I hate to start with a white wine; I don't want anyone to get the wrong idea. I didn't start appriciating sweeter wines until I began working for CM. I told the other stewards (aka 'my boys'; I'm the only woman) that I didn't like sweet wine, and they promptly introduced my palate to some of the most gorgeously racy, salty-sweet German Reislings and I saw the light.

Last night, my husband and I met up at the new Wink Wine bar, the offshoot of the small and popular restaurant. You can spend a pretty penny there, to be sure, so we had planned only to have a couple of glasses at the new wine bar, then head off for cheaper fare. But once we'd finished off a tasty glass of Spanish Rose Cava (the name escapes me), paired with Wink's crunchy homeade potato chips (don't laugh, this combo is great!), we couldn't resist.

Our culinary experience there was a little disappointing, but I don't want this to turn into a restaurant review, so let me skip to the wine. I ordered a glass of the Trimbach because it's something we carry at the store that I haven't tried, and I thought it would pair well with the thai green curry mussels we'd ordered ( I had expected them to be spicier...).

The nose on this juice was divine. I could almost smell it while it sat on the table, once it warmed up a bit. I got big, fragrant white roses, apricots, ripe apples. The palate likewise was bursting with these flavors. My husband caught me pressing my glass to my cheek, eyes closed, smiling, and told me to cut it out. The finish was suprisingly clean, making it an absolutely perfect pairing...for something other than my mussels, which themselves were oddly sweet. This is definitely the glass for super spicy Asian food; I'm thinking red pepper based. I had been told that Alsace Gewurtz was the best, and this one definitely defended the claim.

I made a beeline for the bottle in the Alsacian section the next day. It's price--about $18--was over the usual mark for those who come in looking for 'sweet' wine, but I was determined to sell this bottle to someone who was headed in the direction of some dull, cloying California Reisling. I thought, man, if I can turn someone on to a gorgeous bottle like this, I'll have done my part in converting the masses.

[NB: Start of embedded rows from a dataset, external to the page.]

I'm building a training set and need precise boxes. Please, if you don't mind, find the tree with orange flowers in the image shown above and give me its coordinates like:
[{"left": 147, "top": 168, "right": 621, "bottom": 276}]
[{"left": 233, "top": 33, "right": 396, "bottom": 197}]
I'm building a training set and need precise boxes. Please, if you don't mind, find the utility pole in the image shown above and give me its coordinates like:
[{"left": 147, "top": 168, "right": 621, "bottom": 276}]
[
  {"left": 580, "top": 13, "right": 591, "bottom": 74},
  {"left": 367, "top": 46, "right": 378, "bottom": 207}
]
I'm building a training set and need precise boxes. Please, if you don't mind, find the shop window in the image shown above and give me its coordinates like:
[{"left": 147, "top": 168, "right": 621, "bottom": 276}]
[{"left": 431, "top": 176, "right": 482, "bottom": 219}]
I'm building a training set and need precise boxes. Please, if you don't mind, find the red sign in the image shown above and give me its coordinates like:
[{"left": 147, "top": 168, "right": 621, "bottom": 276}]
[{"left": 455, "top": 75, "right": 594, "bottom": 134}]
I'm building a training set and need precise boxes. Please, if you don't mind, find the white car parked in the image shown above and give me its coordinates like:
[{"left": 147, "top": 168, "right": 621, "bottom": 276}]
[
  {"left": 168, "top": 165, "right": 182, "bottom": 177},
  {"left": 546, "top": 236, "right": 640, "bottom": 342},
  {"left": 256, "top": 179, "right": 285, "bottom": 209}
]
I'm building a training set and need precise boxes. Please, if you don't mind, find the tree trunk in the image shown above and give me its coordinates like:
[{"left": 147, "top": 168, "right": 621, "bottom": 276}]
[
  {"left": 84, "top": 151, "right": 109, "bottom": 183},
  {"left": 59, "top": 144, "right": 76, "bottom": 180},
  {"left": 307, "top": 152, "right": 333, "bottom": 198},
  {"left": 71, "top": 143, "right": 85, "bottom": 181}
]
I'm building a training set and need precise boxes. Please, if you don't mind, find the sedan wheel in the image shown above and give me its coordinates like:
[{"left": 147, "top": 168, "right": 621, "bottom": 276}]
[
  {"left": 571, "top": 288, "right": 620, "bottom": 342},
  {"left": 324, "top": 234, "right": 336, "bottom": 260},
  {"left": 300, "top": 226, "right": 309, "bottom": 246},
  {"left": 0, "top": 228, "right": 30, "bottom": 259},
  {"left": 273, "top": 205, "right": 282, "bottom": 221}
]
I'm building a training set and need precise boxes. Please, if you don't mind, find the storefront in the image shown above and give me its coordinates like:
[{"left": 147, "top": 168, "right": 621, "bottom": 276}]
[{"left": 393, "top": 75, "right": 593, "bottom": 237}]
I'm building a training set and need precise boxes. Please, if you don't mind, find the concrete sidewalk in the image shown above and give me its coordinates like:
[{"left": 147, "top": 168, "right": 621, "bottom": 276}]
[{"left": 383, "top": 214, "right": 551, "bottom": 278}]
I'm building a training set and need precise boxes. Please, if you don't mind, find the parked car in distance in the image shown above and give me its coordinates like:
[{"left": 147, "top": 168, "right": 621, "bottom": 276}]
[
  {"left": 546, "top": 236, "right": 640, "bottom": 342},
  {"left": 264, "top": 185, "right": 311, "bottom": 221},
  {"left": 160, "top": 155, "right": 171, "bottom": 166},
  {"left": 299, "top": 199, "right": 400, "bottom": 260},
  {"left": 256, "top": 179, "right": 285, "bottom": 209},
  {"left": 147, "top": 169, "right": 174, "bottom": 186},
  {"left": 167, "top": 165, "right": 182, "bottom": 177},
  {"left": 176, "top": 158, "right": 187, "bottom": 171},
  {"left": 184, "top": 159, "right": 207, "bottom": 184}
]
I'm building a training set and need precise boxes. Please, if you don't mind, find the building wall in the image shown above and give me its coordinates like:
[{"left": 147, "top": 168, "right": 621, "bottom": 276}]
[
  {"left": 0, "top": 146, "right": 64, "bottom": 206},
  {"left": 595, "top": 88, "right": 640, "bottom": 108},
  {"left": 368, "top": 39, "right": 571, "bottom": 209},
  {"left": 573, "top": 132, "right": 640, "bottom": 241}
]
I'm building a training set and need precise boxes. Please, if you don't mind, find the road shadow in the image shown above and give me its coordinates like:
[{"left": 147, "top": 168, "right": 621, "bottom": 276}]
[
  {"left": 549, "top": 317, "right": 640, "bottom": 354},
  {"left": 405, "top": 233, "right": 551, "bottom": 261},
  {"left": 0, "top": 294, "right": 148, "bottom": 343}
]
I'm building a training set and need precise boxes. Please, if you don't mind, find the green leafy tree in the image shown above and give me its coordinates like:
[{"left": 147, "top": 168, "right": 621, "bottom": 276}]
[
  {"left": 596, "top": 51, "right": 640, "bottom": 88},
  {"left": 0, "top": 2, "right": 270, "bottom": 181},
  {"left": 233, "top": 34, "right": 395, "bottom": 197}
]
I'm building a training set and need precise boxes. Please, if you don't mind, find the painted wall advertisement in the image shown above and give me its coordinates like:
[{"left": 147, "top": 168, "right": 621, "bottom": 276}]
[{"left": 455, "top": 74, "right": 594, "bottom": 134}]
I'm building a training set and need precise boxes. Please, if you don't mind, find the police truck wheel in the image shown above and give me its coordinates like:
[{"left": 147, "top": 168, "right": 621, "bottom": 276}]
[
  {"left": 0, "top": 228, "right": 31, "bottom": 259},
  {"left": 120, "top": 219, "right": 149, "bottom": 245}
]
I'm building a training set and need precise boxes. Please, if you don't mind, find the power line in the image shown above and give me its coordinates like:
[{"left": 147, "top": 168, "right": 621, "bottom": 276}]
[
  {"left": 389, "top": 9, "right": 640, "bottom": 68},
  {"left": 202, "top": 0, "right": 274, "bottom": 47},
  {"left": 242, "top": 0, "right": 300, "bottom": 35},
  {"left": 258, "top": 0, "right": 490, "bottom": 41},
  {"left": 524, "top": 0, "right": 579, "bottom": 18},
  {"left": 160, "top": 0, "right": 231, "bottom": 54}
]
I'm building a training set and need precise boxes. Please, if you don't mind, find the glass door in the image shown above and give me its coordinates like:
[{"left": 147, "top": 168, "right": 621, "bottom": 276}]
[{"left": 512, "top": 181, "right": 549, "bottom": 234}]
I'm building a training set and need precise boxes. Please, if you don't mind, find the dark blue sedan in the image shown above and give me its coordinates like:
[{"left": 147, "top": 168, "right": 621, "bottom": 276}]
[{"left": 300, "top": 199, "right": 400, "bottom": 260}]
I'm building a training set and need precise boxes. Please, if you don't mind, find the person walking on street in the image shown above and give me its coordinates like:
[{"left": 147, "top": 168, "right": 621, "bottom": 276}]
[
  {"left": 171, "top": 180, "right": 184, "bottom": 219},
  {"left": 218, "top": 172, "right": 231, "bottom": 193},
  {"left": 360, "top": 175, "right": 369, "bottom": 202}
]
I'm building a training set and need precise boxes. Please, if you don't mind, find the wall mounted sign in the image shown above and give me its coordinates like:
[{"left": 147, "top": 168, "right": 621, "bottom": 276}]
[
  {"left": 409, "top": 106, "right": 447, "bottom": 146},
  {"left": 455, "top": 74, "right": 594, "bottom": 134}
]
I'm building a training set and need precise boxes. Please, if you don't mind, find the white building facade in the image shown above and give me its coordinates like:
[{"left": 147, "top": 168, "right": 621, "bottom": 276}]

I did it, too. A young couple had written down the name of a bottle of a domestic Gewurtz they'd had at a restaurant. "It was so delicious, not too sweet, and smooth," the woman said. The bottle they wanted retailed for just over ten bucks, but I asked them if they'd be willing to go out on a limb. They were.

Yeah, maybe they'll get home and not be transported to a field of white flowers, fruits and fairies like I was, but at least they'll get that there's a wine out there for every taste, and smooth, sweet wine doesn't have to taste like simple syrup.